Npp++ sometimes makes weird line terminations

Carmak Cusac

I don’t know much about this stuff so sorry if I say something tremendously dumb so here it goes:

It has been some times now that the app has created files with weird line terminations, I have only noticed this on batch (bat) files as they are executed and output errors, there may be more files with this issue, haven’t search for them because so far I have been able to read the files without problems.
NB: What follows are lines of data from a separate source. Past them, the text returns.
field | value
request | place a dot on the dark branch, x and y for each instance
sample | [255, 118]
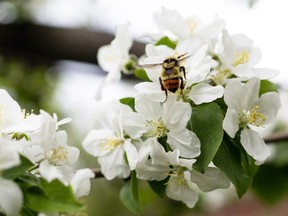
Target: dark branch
[43, 44]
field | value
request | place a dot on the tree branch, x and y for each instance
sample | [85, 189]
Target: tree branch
[44, 44]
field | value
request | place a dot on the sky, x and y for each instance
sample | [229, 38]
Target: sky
[265, 23]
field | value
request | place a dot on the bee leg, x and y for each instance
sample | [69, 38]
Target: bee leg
[182, 69]
[163, 88]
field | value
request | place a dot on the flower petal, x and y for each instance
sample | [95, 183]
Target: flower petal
[185, 141]
[11, 197]
[211, 179]
[254, 145]
[203, 93]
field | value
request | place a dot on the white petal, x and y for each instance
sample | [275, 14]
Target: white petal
[185, 141]
[254, 145]
[8, 157]
[50, 172]
[11, 197]
[81, 182]
[203, 93]
[132, 155]
[151, 90]
[210, 180]
[182, 193]
[231, 122]
[176, 113]
[95, 140]
[171, 20]
[265, 73]
[269, 104]
[114, 165]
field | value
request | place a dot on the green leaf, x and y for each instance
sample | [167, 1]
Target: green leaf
[129, 195]
[270, 183]
[206, 122]
[166, 41]
[19, 170]
[267, 86]
[228, 159]
[159, 187]
[51, 197]
[140, 73]
[129, 101]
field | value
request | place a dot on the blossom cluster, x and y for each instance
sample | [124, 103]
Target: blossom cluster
[35, 159]
[193, 124]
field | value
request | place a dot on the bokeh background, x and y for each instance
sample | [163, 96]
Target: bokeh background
[48, 61]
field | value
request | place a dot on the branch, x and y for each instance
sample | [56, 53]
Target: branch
[44, 44]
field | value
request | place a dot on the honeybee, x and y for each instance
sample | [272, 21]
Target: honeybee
[173, 75]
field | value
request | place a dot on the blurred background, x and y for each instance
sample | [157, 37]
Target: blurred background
[48, 61]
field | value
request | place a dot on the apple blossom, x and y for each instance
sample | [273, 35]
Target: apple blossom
[247, 110]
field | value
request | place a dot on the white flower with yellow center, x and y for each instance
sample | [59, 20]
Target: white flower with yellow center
[107, 141]
[197, 67]
[55, 156]
[155, 164]
[238, 57]
[167, 120]
[11, 197]
[171, 22]
[247, 110]
[112, 57]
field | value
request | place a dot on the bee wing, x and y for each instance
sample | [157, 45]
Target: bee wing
[149, 65]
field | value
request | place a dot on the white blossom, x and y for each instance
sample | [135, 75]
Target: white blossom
[247, 110]
[170, 119]
[107, 141]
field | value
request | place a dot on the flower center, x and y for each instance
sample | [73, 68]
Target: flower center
[156, 128]
[241, 58]
[111, 143]
[59, 155]
[252, 117]
[177, 176]
[221, 76]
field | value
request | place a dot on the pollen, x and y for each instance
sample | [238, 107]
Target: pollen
[241, 58]
[252, 117]
[221, 76]
[111, 143]
[156, 128]
[177, 177]
[59, 155]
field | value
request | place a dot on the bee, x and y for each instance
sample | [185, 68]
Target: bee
[173, 75]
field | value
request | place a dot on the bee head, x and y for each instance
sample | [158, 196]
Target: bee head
[169, 63]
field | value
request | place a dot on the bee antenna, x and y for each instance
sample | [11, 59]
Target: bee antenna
[180, 56]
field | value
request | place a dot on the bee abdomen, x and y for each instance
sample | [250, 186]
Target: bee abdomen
[172, 84]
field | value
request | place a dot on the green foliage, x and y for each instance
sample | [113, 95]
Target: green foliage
[270, 183]
[206, 122]
[129, 101]
[129, 195]
[166, 41]
[230, 160]
[49, 197]
[159, 187]
[19, 170]
[141, 74]
[267, 86]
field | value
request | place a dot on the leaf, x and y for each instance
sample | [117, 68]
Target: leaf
[140, 73]
[129, 101]
[19, 170]
[267, 86]
[206, 122]
[166, 41]
[159, 187]
[51, 197]
[129, 195]
[272, 190]
[228, 159]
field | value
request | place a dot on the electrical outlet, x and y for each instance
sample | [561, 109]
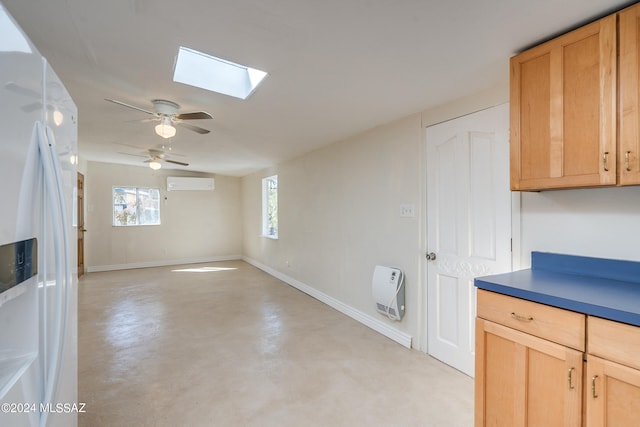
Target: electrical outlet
[407, 211]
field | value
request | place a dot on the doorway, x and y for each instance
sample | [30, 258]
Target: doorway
[468, 226]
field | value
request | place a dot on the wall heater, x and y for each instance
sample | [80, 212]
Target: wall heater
[388, 291]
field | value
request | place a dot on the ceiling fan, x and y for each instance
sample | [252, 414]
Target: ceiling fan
[155, 157]
[166, 112]
[158, 156]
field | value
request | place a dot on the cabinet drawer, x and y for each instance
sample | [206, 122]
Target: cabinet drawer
[614, 341]
[554, 324]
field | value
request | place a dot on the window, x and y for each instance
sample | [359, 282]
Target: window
[136, 206]
[270, 207]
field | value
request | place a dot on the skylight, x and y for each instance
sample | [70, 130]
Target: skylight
[218, 75]
[12, 39]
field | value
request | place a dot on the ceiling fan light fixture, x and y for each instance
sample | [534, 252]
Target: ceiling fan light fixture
[165, 129]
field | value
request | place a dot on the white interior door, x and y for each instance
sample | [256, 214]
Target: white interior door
[468, 225]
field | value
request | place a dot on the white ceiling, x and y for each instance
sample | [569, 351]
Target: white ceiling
[336, 68]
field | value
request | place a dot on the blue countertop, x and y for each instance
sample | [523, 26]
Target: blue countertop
[594, 286]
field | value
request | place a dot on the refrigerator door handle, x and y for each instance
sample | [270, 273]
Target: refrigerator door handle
[55, 197]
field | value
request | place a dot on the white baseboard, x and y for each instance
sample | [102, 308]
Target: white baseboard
[97, 268]
[375, 324]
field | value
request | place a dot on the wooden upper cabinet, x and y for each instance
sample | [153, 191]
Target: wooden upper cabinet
[629, 63]
[563, 110]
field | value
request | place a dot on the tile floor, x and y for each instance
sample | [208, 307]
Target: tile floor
[225, 344]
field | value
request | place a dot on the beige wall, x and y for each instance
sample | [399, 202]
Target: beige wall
[339, 216]
[196, 225]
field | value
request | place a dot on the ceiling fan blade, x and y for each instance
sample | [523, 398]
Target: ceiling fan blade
[129, 106]
[194, 116]
[131, 154]
[176, 162]
[193, 128]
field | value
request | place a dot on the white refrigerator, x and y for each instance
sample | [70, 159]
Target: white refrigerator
[38, 246]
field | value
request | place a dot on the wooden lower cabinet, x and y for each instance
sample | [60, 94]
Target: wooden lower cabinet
[523, 380]
[613, 394]
[531, 372]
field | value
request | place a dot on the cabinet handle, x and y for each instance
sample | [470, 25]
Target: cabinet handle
[570, 378]
[521, 318]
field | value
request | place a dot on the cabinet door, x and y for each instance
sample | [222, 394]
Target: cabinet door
[563, 111]
[613, 394]
[629, 64]
[522, 380]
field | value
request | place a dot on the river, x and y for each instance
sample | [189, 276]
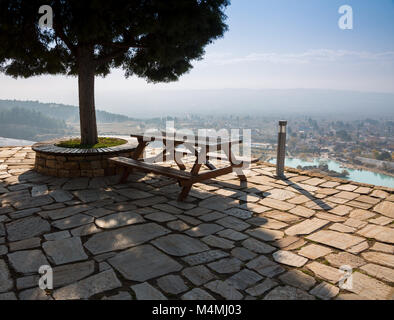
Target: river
[363, 176]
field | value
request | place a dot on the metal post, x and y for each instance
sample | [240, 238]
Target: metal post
[281, 155]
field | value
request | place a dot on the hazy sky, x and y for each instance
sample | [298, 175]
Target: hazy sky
[277, 44]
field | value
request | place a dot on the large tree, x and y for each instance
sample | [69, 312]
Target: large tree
[153, 39]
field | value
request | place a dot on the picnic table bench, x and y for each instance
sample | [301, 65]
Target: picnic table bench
[197, 146]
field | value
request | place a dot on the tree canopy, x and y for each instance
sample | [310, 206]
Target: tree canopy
[153, 39]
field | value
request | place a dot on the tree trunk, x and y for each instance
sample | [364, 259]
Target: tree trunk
[87, 112]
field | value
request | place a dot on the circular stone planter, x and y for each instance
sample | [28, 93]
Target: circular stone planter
[61, 162]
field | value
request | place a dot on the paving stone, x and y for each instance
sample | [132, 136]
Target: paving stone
[160, 217]
[233, 223]
[232, 235]
[3, 250]
[66, 212]
[7, 296]
[330, 217]
[172, 284]
[178, 225]
[37, 191]
[218, 203]
[88, 287]
[57, 235]
[205, 257]
[379, 233]
[144, 291]
[27, 203]
[289, 258]
[143, 263]
[239, 213]
[243, 254]
[119, 219]
[282, 216]
[26, 228]
[360, 214]
[25, 244]
[335, 239]
[67, 274]
[180, 245]
[298, 279]
[72, 222]
[204, 229]
[218, 242]
[344, 258]
[382, 247]
[265, 267]
[355, 223]
[225, 290]
[288, 293]
[124, 237]
[306, 227]
[197, 294]
[244, 279]
[341, 210]
[198, 275]
[379, 258]
[34, 294]
[85, 230]
[262, 288]
[370, 288]
[267, 223]
[358, 248]
[325, 291]
[61, 195]
[314, 251]
[385, 208]
[382, 273]
[28, 261]
[212, 216]
[65, 250]
[302, 212]
[325, 272]
[6, 282]
[226, 265]
[123, 295]
[383, 221]
[266, 234]
[342, 228]
[257, 246]
[277, 204]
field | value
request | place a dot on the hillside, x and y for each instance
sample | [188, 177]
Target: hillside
[60, 111]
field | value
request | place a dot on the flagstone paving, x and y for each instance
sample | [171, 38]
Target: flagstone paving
[264, 239]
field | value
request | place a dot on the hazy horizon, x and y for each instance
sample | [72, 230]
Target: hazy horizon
[271, 45]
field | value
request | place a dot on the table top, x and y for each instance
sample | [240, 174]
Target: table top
[195, 140]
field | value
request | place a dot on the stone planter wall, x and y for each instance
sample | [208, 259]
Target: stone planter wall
[70, 163]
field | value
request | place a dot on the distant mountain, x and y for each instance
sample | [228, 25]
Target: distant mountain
[60, 111]
[275, 102]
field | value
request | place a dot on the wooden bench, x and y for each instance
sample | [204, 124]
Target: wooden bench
[184, 178]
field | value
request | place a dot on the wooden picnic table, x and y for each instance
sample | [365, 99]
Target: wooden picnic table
[200, 147]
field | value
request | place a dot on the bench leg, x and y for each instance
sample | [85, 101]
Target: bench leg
[185, 192]
[125, 175]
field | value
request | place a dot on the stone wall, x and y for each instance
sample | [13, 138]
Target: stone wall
[71, 163]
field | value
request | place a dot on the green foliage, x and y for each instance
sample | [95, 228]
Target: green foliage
[102, 143]
[153, 39]
[36, 119]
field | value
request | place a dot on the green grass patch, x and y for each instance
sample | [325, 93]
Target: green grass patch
[102, 143]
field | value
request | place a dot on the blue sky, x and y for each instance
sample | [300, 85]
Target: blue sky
[271, 44]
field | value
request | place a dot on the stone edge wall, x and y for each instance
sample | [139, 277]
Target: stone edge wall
[73, 166]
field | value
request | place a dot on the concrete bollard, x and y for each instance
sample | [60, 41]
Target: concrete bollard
[281, 155]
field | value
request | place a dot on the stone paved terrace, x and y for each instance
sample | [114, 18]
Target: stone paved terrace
[269, 239]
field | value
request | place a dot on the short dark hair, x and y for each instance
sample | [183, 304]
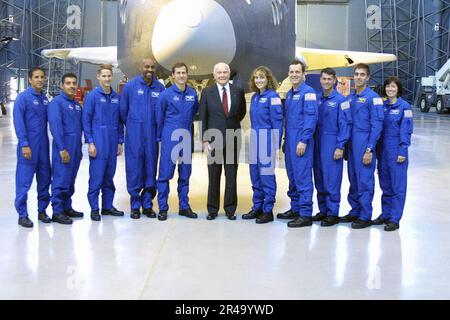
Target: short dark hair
[179, 65]
[329, 71]
[363, 66]
[296, 62]
[272, 82]
[68, 75]
[33, 70]
[395, 80]
[104, 67]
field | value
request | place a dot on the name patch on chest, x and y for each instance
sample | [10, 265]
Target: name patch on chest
[362, 100]
[332, 104]
[310, 97]
[345, 105]
[276, 101]
[408, 113]
[378, 101]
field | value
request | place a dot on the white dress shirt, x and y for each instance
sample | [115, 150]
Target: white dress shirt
[227, 87]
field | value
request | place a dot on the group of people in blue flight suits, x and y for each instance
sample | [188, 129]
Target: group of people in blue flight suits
[319, 130]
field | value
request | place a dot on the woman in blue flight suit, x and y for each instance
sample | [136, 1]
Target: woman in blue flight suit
[266, 116]
[393, 154]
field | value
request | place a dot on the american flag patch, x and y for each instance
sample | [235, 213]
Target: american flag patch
[345, 105]
[275, 101]
[378, 101]
[310, 97]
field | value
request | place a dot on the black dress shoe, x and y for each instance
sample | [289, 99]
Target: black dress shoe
[43, 217]
[251, 215]
[188, 213]
[300, 222]
[135, 214]
[62, 219]
[73, 214]
[348, 218]
[264, 218]
[150, 213]
[361, 224]
[26, 222]
[288, 215]
[95, 215]
[329, 221]
[113, 212]
[320, 216]
[162, 216]
[211, 216]
[391, 226]
[379, 221]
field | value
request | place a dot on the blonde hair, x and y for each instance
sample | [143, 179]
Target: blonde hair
[272, 82]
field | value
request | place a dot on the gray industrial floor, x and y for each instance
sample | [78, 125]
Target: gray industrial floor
[119, 258]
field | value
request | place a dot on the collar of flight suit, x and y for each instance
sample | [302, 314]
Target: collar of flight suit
[35, 93]
[175, 88]
[142, 81]
[66, 97]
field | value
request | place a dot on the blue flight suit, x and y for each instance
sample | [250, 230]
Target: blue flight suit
[333, 131]
[138, 113]
[394, 142]
[30, 123]
[175, 113]
[65, 120]
[266, 117]
[103, 128]
[367, 116]
[301, 120]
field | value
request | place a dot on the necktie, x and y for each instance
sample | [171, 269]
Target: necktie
[225, 102]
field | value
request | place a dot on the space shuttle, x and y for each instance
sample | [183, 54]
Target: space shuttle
[243, 33]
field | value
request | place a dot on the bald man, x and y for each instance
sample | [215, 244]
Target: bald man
[222, 108]
[138, 112]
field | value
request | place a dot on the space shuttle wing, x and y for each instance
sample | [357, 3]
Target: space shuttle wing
[318, 59]
[94, 55]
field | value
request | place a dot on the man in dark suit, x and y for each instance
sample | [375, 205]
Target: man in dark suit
[222, 108]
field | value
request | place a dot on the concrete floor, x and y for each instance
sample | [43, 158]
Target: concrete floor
[119, 258]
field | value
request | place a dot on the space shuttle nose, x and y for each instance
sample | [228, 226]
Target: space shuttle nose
[188, 31]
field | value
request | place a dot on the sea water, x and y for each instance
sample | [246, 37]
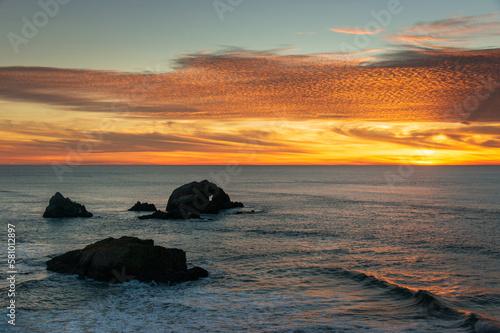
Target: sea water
[327, 249]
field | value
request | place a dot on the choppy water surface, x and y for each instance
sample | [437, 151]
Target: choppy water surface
[329, 249]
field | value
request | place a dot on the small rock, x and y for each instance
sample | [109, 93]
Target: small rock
[59, 206]
[143, 207]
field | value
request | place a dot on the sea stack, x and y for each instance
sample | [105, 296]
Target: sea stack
[143, 207]
[59, 206]
[124, 259]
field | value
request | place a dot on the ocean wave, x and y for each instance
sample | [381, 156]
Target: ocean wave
[425, 302]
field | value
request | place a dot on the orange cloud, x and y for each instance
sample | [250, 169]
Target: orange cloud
[250, 141]
[454, 32]
[408, 86]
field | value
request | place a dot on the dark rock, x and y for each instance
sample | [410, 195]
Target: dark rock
[60, 206]
[200, 198]
[125, 259]
[143, 207]
[170, 215]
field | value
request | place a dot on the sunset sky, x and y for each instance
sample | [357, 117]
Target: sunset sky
[249, 82]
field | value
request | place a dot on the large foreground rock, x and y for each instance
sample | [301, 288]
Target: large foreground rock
[199, 198]
[59, 206]
[125, 259]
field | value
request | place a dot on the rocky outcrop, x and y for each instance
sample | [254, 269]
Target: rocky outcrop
[125, 259]
[59, 206]
[199, 198]
[143, 207]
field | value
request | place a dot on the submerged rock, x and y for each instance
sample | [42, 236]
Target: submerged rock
[199, 198]
[125, 259]
[59, 206]
[143, 207]
[170, 215]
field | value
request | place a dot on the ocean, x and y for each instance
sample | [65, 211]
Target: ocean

So, in the problem-free files -by looking at the files hex values- the line terminations are composed by these two values 0D 0A, but sometimes the app for some reason decides to use only 0A which doesn’t give a problem when reading the documents but the problems do occur when the files are scripts and I try to execute those files, the previous times it has happened I managed to workaround it by creating a new text file, pasting the text then saving, its been just some moments ago that I decided to inspect the files to see what the hell was wrong with them as I tried everything I could think of: change encoding, join & split the lines again, and rewriting the start of the lines.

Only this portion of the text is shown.